Home Overview
This page provides information to enable researchers to access data (and other) resources from GWAS studies on type 1 diabetes. Please note that there are specifically designed data repositories for individual-level genotyping data from GWAS studies. T1DBase is not a repository for individual-level genotyping data.

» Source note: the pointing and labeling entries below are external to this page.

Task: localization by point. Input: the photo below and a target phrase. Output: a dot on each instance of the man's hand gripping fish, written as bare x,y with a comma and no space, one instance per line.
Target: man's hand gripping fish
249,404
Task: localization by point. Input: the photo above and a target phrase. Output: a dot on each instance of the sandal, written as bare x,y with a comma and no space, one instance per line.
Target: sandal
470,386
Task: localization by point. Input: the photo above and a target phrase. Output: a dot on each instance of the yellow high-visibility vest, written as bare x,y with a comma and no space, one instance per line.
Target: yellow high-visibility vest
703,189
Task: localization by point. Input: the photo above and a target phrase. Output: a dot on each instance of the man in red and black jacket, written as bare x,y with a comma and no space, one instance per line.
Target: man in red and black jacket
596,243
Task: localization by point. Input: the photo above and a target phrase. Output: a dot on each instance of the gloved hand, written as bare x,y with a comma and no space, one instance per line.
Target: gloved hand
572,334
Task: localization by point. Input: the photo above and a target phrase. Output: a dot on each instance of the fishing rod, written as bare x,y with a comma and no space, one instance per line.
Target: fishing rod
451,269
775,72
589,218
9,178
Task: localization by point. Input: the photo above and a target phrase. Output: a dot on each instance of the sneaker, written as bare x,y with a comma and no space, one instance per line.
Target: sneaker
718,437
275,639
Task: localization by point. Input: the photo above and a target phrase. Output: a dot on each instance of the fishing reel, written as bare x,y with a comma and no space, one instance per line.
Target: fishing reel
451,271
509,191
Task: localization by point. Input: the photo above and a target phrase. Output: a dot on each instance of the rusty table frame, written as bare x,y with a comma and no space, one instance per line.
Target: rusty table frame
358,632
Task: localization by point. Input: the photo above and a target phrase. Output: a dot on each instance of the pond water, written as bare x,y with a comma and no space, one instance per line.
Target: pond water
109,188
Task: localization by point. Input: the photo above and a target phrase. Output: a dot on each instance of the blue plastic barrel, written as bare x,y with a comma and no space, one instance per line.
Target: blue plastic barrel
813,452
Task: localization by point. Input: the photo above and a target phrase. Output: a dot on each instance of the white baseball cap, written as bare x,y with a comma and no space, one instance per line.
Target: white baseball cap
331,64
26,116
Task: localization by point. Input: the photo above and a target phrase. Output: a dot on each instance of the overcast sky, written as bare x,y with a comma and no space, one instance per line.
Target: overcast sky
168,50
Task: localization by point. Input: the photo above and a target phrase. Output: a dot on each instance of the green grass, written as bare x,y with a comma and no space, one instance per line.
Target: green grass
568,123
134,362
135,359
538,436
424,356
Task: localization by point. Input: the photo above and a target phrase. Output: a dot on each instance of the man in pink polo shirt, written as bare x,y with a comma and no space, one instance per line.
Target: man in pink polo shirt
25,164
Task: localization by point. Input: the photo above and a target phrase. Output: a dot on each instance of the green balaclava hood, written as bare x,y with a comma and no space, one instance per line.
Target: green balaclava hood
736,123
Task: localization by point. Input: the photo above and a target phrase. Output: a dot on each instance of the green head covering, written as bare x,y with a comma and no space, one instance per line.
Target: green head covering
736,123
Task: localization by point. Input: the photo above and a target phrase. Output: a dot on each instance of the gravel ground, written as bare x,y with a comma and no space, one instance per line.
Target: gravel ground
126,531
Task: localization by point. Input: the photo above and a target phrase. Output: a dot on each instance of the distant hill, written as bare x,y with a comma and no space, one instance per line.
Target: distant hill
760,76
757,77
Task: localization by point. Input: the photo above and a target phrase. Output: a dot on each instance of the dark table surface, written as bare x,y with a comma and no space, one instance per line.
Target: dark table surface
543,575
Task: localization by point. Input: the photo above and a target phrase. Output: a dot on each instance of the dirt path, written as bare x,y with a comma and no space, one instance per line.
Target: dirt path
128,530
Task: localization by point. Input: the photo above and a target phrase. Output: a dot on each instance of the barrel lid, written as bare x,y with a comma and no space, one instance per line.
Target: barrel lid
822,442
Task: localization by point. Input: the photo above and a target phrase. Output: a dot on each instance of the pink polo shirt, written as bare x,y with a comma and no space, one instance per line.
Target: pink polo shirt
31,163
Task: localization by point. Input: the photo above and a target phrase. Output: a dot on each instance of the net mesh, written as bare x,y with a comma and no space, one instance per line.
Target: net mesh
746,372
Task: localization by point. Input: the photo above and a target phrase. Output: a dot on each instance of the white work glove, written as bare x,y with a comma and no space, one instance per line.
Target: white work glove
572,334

Summary of genome wide resources available
| Label | Study | Cohort | Platform | Calling Algorithm | Type | Number | Reference/PMID | Repository |
| 1 | T1DGC | UK GRID | Illumina 550K | Illuminus | Case | ~4K | Website | dbGAP |
| 1958 Birth Cohort | Illumina 550K | Illuminus | Control | ~2.5K | 16155052 | EGA | ||
| 2 | WTCCC | Type I Diabetes | Affy 500K | CHIAMO | Case | ~2K | 17554300 | EGA |
| National Blood Service | Affy 500K | CHIAMO | Control | ~1.5K | 17554300 | |||
| Bipolar Disorder | Affy 500K | CHIAMO | Control | ~2K | ||||
| 1958 Birth Cohort | Affy 500K | CHIAMO | Control | ~1.5K | 16155052 | |||
| WTCCC Retype | 1958 Birth Cohort | Ilumina 550K | Illuminus | Control | ~1.5K | |||
| 3 | GAIN | GoKinD | Affymetrix 500K | Case | ~1.8K | 16775037 | dbGAP | |
| 4 | NIMH | Affymetrix 500K | Control | ~1.8K | 17486107 | dbGAP |
Note that the CCC inital and subsequent re-type of 1958 Birth Cohort contains the same subject set. The T1DGC typing of the 1958 BC for controls contains a different set of subjects to this.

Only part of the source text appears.